Regarding the year-to-date IOLTA client balances – do you mean you wish to take those balances from QuickBooks and start tracking them in Quicken? If so, I would enter them into Quicken as a deposit for each particular client and go forward from there. For example, Clients A, B, and C have July 31 trust balances of $200, $300, and $500 respectively. Enter an August 1 deposit for Client A in the amount of $200, a $300 deposit on August 1 for Client B, and a $500 deposit on August 1 for Client C. In Quicken, client trust funds are tracked and identified by using the “Class” feature – each client is a class and you enter the Class whenever you post a transaction – OR funds are “tagged.” The “Class” feature appears in older versions of Quicken; the tag list approach is used in newer versions of Quicken. If every transaction is tagged (or the proper class used) then Reports can be generated showing all client trust activity or a particular client’s trust activity. I would have to know which version of Quicken the lawyer is using. I can then send you the instructions for setting up a lawyer trust account in Quicken. Make sense?
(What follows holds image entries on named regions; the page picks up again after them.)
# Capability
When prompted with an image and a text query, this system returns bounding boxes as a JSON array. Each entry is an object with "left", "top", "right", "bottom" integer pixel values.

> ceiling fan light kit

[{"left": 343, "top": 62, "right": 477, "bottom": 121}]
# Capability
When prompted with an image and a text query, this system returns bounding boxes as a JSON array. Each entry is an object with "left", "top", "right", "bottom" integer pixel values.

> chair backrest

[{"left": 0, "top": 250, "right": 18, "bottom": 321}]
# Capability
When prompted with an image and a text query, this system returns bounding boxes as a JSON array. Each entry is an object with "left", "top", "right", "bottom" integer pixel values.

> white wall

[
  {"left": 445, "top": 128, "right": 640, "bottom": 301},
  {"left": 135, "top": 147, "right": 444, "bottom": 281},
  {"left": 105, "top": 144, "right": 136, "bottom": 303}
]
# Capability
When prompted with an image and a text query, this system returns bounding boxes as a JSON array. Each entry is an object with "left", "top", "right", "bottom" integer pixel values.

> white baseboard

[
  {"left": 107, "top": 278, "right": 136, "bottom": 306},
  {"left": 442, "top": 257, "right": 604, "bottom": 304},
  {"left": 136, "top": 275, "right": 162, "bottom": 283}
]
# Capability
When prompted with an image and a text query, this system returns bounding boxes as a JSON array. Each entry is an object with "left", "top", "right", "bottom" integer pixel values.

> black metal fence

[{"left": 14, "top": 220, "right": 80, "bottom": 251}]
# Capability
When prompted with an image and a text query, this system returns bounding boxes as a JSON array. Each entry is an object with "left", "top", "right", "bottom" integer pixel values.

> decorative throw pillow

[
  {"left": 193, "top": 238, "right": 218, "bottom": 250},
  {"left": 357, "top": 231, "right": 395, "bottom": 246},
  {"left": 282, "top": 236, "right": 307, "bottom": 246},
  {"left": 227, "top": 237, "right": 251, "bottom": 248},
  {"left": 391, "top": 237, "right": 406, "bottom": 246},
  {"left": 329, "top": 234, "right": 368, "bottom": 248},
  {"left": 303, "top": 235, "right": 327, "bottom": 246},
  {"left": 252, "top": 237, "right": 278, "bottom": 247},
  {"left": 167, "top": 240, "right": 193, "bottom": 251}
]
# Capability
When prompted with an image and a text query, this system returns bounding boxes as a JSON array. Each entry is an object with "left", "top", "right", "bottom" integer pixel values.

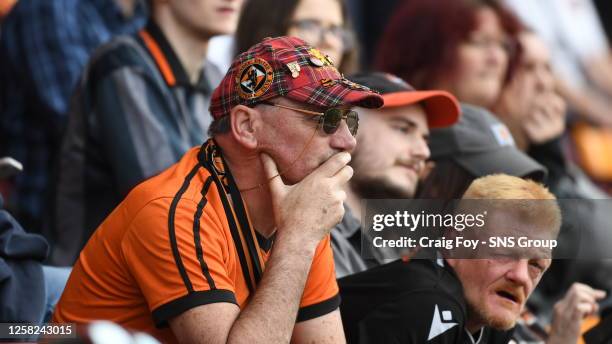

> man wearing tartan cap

[{"left": 54, "top": 37, "right": 383, "bottom": 343}]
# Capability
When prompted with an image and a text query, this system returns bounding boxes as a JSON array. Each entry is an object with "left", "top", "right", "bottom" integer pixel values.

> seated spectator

[
  {"left": 417, "top": 104, "right": 605, "bottom": 344},
  {"left": 495, "top": 31, "right": 612, "bottom": 320},
  {"left": 235, "top": 0, "right": 359, "bottom": 74},
  {"left": 52, "top": 0, "right": 242, "bottom": 265},
  {"left": 0, "top": 0, "right": 146, "bottom": 239},
  {"left": 416, "top": 104, "right": 547, "bottom": 200},
  {"left": 0, "top": 158, "right": 70, "bottom": 326},
  {"left": 339, "top": 174, "right": 561, "bottom": 343},
  {"left": 54, "top": 37, "right": 383, "bottom": 343},
  {"left": 331, "top": 73, "right": 460, "bottom": 278},
  {"left": 375, "top": 0, "right": 520, "bottom": 108},
  {"left": 378, "top": 0, "right": 612, "bottom": 310},
  {"left": 503, "top": 0, "right": 612, "bottom": 127}
]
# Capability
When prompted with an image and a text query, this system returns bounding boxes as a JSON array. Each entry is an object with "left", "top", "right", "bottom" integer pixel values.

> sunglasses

[{"left": 260, "top": 102, "right": 359, "bottom": 136}]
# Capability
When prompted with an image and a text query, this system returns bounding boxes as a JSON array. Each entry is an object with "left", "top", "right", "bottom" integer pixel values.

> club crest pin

[
  {"left": 236, "top": 58, "right": 274, "bottom": 99},
  {"left": 287, "top": 62, "right": 302, "bottom": 79},
  {"left": 308, "top": 48, "right": 334, "bottom": 67}
]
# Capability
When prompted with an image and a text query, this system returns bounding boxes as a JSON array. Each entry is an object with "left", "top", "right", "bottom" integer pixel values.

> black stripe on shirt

[
  {"left": 206, "top": 166, "right": 255, "bottom": 293},
  {"left": 223, "top": 173, "right": 263, "bottom": 284},
  {"left": 168, "top": 163, "right": 202, "bottom": 294},
  {"left": 296, "top": 293, "right": 340, "bottom": 322},
  {"left": 193, "top": 176, "right": 217, "bottom": 290},
  {"left": 198, "top": 141, "right": 255, "bottom": 294},
  {"left": 152, "top": 289, "right": 238, "bottom": 328}
]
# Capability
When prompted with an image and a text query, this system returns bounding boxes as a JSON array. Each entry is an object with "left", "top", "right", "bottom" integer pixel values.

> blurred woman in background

[{"left": 375, "top": 0, "right": 520, "bottom": 108}]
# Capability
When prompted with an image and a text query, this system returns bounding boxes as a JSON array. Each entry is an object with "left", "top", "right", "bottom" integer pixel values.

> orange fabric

[
  {"left": 572, "top": 123, "right": 612, "bottom": 182},
  {"left": 53, "top": 148, "right": 338, "bottom": 342},
  {"left": 578, "top": 315, "right": 601, "bottom": 344},
  {"left": 138, "top": 30, "right": 176, "bottom": 86}
]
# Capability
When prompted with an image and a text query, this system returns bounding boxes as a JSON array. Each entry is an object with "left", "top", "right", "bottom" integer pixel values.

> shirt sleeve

[
  {"left": 122, "top": 199, "right": 237, "bottom": 327},
  {"left": 358, "top": 291, "right": 465, "bottom": 344},
  {"left": 92, "top": 68, "right": 185, "bottom": 195},
  {"left": 297, "top": 234, "right": 340, "bottom": 322}
]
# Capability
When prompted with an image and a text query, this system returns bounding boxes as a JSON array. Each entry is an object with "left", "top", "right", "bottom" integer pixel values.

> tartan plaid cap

[{"left": 209, "top": 36, "right": 383, "bottom": 119}]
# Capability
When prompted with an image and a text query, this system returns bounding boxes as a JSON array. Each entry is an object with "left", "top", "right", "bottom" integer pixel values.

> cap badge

[
  {"left": 236, "top": 58, "right": 274, "bottom": 99},
  {"left": 321, "top": 79, "right": 336, "bottom": 87},
  {"left": 287, "top": 62, "right": 302, "bottom": 79},
  {"left": 340, "top": 79, "right": 370, "bottom": 91},
  {"left": 308, "top": 48, "right": 334, "bottom": 67}
]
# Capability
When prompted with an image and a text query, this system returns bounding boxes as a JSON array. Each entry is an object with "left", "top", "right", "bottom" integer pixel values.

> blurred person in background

[
  {"left": 378, "top": 0, "right": 612, "bottom": 330},
  {"left": 0, "top": 0, "right": 17, "bottom": 23},
  {"left": 0, "top": 157, "right": 70, "bottom": 330},
  {"left": 51, "top": 0, "right": 242, "bottom": 265},
  {"left": 331, "top": 72, "right": 460, "bottom": 278},
  {"left": 0, "top": 0, "right": 146, "bottom": 238},
  {"left": 375, "top": 0, "right": 520, "bottom": 108},
  {"left": 503, "top": 0, "right": 612, "bottom": 127},
  {"left": 234, "top": 0, "right": 358, "bottom": 74}
]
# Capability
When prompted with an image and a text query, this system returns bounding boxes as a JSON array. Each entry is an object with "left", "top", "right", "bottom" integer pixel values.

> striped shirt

[
  {"left": 53, "top": 140, "right": 340, "bottom": 343},
  {"left": 51, "top": 22, "right": 222, "bottom": 265}
]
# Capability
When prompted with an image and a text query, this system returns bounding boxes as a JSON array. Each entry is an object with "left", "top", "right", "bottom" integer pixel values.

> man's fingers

[
  {"left": 260, "top": 153, "right": 287, "bottom": 195},
  {"left": 313, "top": 152, "right": 351, "bottom": 178},
  {"left": 593, "top": 289, "right": 608, "bottom": 300},
  {"left": 333, "top": 165, "right": 353, "bottom": 185}
]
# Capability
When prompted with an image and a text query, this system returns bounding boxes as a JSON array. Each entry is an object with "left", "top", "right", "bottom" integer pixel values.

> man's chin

[
  {"left": 482, "top": 308, "right": 520, "bottom": 331},
  {"left": 487, "top": 316, "right": 517, "bottom": 331},
  {"left": 468, "top": 303, "right": 520, "bottom": 331}
]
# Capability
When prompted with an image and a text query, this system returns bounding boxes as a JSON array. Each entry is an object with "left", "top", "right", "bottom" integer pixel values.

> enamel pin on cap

[{"left": 236, "top": 58, "right": 274, "bottom": 99}]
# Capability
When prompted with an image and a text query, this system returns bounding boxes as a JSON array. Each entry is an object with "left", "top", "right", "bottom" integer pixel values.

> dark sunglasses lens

[
  {"left": 323, "top": 109, "right": 342, "bottom": 134},
  {"left": 346, "top": 111, "right": 359, "bottom": 136}
]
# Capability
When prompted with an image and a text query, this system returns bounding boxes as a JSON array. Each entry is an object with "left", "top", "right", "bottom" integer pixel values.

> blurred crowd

[{"left": 0, "top": 0, "right": 612, "bottom": 343}]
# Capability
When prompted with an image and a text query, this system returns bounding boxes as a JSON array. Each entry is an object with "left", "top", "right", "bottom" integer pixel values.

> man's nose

[
  {"left": 411, "top": 137, "right": 431, "bottom": 161},
  {"left": 506, "top": 259, "right": 532, "bottom": 296},
  {"left": 330, "top": 120, "right": 357, "bottom": 152}
]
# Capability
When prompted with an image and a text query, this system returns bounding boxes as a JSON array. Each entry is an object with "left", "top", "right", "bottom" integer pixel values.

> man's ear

[{"left": 230, "top": 105, "right": 261, "bottom": 149}]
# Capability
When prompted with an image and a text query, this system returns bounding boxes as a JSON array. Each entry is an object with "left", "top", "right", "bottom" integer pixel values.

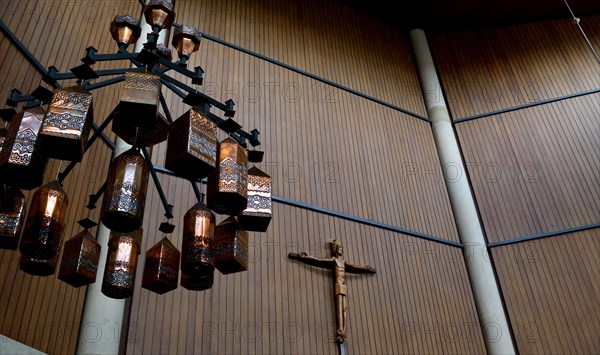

Beverly, thank you for such a complete and detailed set of instructions!
I am a bookkeeper for an attorney that wants to migrate from Excel to QuickBooks and I’m trying to talk him into a simple Quicken conversion instead.
Any up-to-date information on using Quicken for IOLTA and Law-Firm-Business accounting would be appreciated.
I continue to believe Quicken is a straightforward, simple solution for trust accounting.
It doesn’t require a sophisticated understanding of a complex program (QuickBooks); It is almost impossible to screw up (anyone can grasp setting up client matters in a tag list and tagging transactions); Best of all it is cheap.
There are two bonafide reasons to get QuickBooks: you need it to do payroll and you’re willing to compromise to get an “okay” billing program. If the lawyer for whom you work does not need either of these functions, QuickBooks would be a waste of money.
I am aware that many CPAs encourage clients to get QuickBooks because they know it. However, not many lawyers are also CPAs. 😉. What good does it do to buy software you don’t understand?
I also hear the argument that Quicken cannot replicate true debit/credit double-entry bookkeeping. This is true, but how many lawyers (especially solos) pay attention to anything other than cash-based accounting?
In many instances, Quicken is the better choice. I would far rather have a lawyer buy a simple, easy-to-use program I know they will stick with.